« Anges gardiens », c’est le mot qui m’est venu à l’esprit lorsque j’ai lu le dernier journal. Car, on a beau se dire mûr et responsable, on est content d’apprendre que, de l’autre côté de l’Atlantique, quelqu’un vous écoute et veille sur vous. C’est un moment émouvant que la lecture de votre (notre)
journal, ce sont des visages flous qui se dessinent, des voix qui remontent à la surface, c’est l’odeur douce d’un stage, d’un début, d’un départ. « Trois Quatorze », c’est un petit pont qui me rattache à mon îlot naturel, de l’autre côté de l’océan, de l’autre côté de ma vie.
Le courrier ! Je me dois de vous parler du courrier. C’est si important le courrier ! Je me précipite bien souvent sur la boîte où je garde toutes mes lettres, et je me surprens à les ranger, les relire, les dater, les classer les recoller… J’attends les lettres. J’attends parfois longtemps sans en avoir. Et, un jour, le facteur (l’homme préféré des « exchange students ») fait son apparition. La barbe gelée, la main tremblante, il jette un regard dans sa sacoche, et l’air de rien me tend une avalanche d’enveloppe. Comme si tous mes parents et amis s’étaient consultés pour m’écrire au même moment et avaient fait, ensemble, un pèlerinage à la poste. Je me jette, pêle-mêle, sur toutes les missives en même temps,
déchire sans soin les enveloppes et parcours sans coordination les lignes et les pages. Mon cerveau fou tente de tout lire en même temps. J’étouffe sous les messages et les informations.

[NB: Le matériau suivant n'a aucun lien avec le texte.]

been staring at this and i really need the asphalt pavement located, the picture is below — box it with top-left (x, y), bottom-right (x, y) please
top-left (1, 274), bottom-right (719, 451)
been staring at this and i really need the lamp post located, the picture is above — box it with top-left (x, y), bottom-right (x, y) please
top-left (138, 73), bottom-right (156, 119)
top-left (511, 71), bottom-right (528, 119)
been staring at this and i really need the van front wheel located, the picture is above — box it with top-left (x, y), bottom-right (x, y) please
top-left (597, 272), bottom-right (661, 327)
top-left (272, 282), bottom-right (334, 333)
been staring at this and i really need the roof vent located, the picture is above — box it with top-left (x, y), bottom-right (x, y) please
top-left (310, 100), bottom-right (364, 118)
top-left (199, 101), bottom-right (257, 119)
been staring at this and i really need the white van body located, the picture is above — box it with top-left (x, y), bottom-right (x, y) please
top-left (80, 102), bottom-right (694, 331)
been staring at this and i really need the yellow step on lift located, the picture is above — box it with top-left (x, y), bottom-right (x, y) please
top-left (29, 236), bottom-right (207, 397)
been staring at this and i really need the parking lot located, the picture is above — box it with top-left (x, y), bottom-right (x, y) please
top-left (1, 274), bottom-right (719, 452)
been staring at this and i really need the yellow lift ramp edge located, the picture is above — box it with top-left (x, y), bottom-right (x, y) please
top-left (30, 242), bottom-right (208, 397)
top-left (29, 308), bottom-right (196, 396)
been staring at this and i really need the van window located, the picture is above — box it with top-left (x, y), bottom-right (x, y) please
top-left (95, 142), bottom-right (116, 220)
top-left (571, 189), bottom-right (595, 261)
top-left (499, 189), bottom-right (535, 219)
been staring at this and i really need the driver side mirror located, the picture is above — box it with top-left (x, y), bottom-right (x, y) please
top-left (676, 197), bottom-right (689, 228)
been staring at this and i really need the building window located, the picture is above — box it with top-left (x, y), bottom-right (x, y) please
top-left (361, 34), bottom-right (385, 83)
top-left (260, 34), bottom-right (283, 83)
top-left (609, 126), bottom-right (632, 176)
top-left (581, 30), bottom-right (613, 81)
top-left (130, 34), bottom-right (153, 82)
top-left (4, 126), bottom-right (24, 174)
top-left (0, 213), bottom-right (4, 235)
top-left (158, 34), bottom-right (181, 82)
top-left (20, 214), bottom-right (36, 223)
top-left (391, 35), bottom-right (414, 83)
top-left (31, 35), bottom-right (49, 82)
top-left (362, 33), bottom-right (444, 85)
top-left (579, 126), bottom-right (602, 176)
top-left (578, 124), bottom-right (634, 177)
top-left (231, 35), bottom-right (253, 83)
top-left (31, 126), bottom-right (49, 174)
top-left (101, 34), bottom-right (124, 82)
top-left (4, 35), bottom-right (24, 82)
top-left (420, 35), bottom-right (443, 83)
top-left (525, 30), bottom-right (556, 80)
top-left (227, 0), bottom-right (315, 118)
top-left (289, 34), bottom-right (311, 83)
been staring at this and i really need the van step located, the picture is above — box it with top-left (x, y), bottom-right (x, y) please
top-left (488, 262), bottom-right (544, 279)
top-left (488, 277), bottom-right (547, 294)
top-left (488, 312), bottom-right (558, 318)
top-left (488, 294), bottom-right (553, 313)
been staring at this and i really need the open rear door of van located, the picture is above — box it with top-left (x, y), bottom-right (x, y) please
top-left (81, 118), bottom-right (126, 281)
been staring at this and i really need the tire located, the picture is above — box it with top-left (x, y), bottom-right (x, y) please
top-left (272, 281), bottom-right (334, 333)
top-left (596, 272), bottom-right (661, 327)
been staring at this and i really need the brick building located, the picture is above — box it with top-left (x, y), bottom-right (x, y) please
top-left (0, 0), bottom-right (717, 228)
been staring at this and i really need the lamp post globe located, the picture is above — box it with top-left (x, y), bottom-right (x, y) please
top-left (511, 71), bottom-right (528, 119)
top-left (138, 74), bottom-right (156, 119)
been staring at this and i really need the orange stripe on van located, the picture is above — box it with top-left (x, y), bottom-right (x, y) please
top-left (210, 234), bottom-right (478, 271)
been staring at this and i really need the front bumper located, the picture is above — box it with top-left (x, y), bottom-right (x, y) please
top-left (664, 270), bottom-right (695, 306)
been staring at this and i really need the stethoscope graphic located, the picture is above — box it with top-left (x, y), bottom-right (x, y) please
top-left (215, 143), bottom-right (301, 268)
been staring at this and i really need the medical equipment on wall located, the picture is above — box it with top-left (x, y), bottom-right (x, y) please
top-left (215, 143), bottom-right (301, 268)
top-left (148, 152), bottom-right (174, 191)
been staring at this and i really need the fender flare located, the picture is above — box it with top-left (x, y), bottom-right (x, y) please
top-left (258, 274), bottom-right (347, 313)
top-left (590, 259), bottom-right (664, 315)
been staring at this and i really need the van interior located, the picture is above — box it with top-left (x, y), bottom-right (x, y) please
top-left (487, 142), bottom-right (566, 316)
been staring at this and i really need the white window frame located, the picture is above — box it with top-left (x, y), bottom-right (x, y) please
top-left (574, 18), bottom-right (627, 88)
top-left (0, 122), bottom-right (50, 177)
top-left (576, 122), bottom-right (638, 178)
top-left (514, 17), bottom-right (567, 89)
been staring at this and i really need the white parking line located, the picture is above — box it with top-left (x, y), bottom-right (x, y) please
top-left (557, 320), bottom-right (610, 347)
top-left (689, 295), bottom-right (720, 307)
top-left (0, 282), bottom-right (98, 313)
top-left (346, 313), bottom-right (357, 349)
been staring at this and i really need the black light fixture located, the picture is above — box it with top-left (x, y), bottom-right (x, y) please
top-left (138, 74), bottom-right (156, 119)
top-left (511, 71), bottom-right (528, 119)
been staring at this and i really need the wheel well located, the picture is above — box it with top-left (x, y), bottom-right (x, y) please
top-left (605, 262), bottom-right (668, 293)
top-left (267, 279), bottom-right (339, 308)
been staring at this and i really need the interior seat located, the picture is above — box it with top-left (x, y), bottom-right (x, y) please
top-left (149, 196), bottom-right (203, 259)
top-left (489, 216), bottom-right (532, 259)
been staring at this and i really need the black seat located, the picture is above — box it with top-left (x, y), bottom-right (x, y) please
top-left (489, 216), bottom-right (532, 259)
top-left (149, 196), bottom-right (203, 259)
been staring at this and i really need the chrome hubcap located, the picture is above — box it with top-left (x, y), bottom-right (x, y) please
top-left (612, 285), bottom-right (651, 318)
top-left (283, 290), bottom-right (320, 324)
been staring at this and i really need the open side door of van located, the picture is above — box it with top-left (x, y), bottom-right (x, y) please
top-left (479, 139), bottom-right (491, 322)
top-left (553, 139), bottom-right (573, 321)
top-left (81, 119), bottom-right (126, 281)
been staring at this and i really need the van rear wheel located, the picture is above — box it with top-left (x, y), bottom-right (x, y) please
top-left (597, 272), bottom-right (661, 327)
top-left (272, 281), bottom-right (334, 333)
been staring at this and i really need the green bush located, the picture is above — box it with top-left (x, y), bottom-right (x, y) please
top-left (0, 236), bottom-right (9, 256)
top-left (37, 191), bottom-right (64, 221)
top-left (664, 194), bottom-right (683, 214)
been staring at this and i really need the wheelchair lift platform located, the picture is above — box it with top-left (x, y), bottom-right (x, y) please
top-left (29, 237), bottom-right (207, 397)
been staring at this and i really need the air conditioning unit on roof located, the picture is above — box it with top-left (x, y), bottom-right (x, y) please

Chaque lettre est, pour moi, une petite pierre supplémentaire dans la construction de mes échanges.
Me voici à la moitié de mon parcours. Il y a quelques temps j’aurais dit : « Ça finira bientôt », aujourd’hui je dis : « Ça a commencé il y a six mois ». Bientôt je regarderai la neige fondre, les degrés remonter, et je verrai se fortifier les liens avec mon environnement.